Del resto, negoziare potrebbe portare vantaggi reciproci. Gli Stati Uniti potrebbero ottenere allentamenti regolatori per le big tech, mentre l’Europa beneficerebbe di una maggiore apertura sugli investimenti, in particolare in settori strategici come l’intelligenza artificiale e la difesa. È anche questa un’occasione per rilanciare il progetto europeo su basi moderne, competitive, meno burocratiche e più orientate allo sviluppo digitale.
Va detto che il fronte europeo è tutt’altro che compatto. Se la Francia spinge per una risposta dura, spesso con accenti nazionalisti e in chiave di difesa dei propri interessi commerciali, l’Italia propone un approccio più flessibile e diplomatico. Una posizione che, secondo fonti europee, potrebbe favorire una soluzione negoziale più efficace e realistica rispetto al tanto discusso “strumento di coercizione” proposto dalla Commissione. Mentre Trump, la Cina o gli Emirati decidono ed agiscono rapidamente, noi che – non siamo mai davvero uniti – discutiamo del sesso degli angeli.
In definitiva, la partita non si gioca solo sui dazi, ma sul terreno più ampio della leadership globale, della capacità negoziale e della credibilità politica.
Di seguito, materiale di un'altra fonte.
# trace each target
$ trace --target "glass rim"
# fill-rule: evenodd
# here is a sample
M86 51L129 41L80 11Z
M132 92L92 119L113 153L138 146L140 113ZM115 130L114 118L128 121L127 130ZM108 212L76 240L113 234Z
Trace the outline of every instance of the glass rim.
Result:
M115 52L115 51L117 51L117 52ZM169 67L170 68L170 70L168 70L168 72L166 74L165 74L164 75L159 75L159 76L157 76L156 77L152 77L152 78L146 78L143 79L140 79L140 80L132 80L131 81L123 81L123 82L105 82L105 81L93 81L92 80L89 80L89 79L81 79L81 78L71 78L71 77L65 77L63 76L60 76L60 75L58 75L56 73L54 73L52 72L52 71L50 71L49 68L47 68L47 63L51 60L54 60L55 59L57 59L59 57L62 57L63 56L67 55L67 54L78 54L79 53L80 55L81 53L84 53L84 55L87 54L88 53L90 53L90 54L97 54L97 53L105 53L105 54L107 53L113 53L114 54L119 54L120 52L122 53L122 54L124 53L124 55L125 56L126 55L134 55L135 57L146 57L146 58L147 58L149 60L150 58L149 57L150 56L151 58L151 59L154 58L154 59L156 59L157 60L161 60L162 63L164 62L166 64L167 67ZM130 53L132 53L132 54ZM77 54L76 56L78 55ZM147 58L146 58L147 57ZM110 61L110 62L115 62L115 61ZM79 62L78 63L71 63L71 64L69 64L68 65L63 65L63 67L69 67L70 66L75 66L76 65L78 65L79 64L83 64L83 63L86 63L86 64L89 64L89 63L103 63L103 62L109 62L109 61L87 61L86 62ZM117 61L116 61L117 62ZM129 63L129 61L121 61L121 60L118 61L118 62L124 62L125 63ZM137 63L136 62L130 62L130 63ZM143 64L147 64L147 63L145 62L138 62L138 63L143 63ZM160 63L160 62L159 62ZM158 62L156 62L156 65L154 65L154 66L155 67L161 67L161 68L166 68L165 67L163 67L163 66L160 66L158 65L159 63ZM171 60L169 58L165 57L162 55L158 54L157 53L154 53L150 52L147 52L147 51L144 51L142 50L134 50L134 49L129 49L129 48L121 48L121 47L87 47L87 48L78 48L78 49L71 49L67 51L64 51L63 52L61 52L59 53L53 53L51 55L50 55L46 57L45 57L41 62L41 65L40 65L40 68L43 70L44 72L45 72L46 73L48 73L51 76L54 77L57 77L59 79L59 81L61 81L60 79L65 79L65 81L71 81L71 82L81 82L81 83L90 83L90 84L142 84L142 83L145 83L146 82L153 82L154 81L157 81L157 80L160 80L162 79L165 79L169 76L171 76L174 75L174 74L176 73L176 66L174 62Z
In un mondo multipolare e in rapida trasformazione, l’Europa – e l’Italia in particolare – deve dimostrare unità strategica, visione geopolitica e capacità di adattamento.
La vera sfida è trasformare una minaccia in un’opportunità, evitando guerre commerciali che nessuno può vincere e puntando invece su un dialogo ad alto livello che valorizzi il legame storico transatlantico. In questa prospettiva, il pragmatismo italiano potrebbe fare ancora la differenza, come accadeva una volta.